Le risorse umane di un club dilettantistico non si limitano al campo come anticipato. Tutte le attività che lo circondano rappresentano la seconda voce più salata della rendicontazione. Al custode vengono riconosciuti circa 1.200 al mese, stessa cifra al manutentore. La segreteria, settore sempre più cruciale nelle dinamiche societarie tra iscrizioni, tesseramenti e contratti, oggi costa in media 1.600€. Direttore sportivo e generale guadagnano, ciascuno per la loro mansione, tra i 1.000 e i 1.400 euro, lo scouting costa tra i 600 e i 1.000, se infine viene inserita la figura dello psicologo, con almeno un appuntamento a settimana, l’impegno economico è tra i 200 e i 250 euro. Parliamo quindi di una spesa annua che di base si assesta sugli 80.000 euro, fino a toccare i 100.000.

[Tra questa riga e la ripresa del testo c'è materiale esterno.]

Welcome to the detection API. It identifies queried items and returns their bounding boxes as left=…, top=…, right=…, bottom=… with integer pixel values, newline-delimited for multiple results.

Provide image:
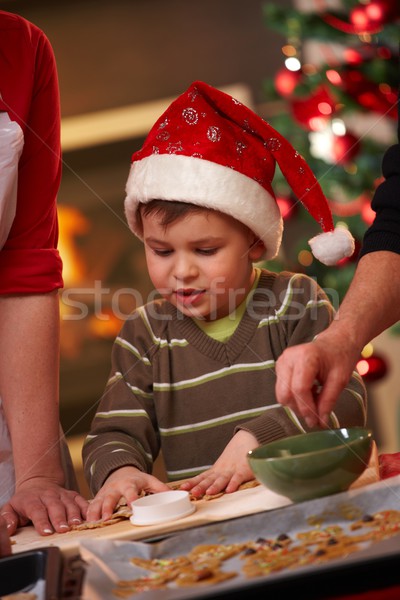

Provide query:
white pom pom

Tra i 250.000 e i 320.000 euro, questo è l’impegno economico che in media deve affrontare una società durante la stagione per personale e staff tecnico. Che sommati ai 60.000 di utenze, ai 14.000 di iscrizioni e tesseramenti e ai 10.000 di materiale tecnico ci consegna la spesa totale sostenuta dai club dilettantistici, che può raggiungere un massimo di 400.000 euro circa e costa minimo 330.000. In questi conti non abbiamo considerato il canone di concessione o locazione, distinzione necessaria perché la l’esborso varia significativamente a seconda che si parli di un impianto sportivo pubblico o privato. Ma questo lo scopriremo nella prossima tappa di questo viaggio che ha un solo scopo: porre l’attenzione sulle difficoltà dello sport che più amiamo, per aprire il dibattito tra i vari attori del movimento, per proporre soluzioni e magari offrire spunti alle istituzioni sulle politiche sportive da attuare, per poter continuar a sognare e vivere un’emozione che non ha eguali.